Straripamento fiume Chienti (screenshot Youreporter)

Dopo l’esondazione del fiume Chienti, che nei giorni scorsi è straripato all’altezza di Sforzacosta, frazione di Macerata, un interessante reperto archeologico è emerso nelle campagne circostanti: si tratta di opere di ingegneria idraulica realizzate dai monaci cistercensi “per governare l’ordinaria divagazione del corso d’acqua”. Lo ha spiegato al Resto del Carlino, l’avvocato Claudio Netti, presidente del Consorzio di bonifica.

Ha sostenuto Netti: “Si tratta di un importante reperto archeologico, che mostra come i cistercensi tentassero di salvaguardare le sponde del fiume dall’erosione. Il principio base è che se corre, l’acqua erode, se rallenta deposita. Quei pali, con dei frascati messi di traverso, servivano appunto a rallentare il corso dell’acqua e a creare dei pennelli laterali sugli argini”.

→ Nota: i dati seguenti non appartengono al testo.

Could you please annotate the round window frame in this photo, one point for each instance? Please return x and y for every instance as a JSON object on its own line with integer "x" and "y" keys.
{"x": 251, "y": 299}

Secondo l’esperto, “la posizione dei pali sembra testimoniare sembra testimoniare che quello fosse il corso del Chienti nel XII-XII secolo, all’epoca in cui, cioè, la comunità monastica dell’Abbadia di Fiastra bonificava i terreni, li rendeva coltivabili, e così manteneva e ingrandiva il suo controllo del territorio”.

Ha concluso Netti: “Sarebbe molto opportuno conservarli, perché sono una testimonianza importante del passato. Quei manufatti andrebbero studiati, per capirne meglio il funzionamento, e protetti, lasciandoli lì dove sono”.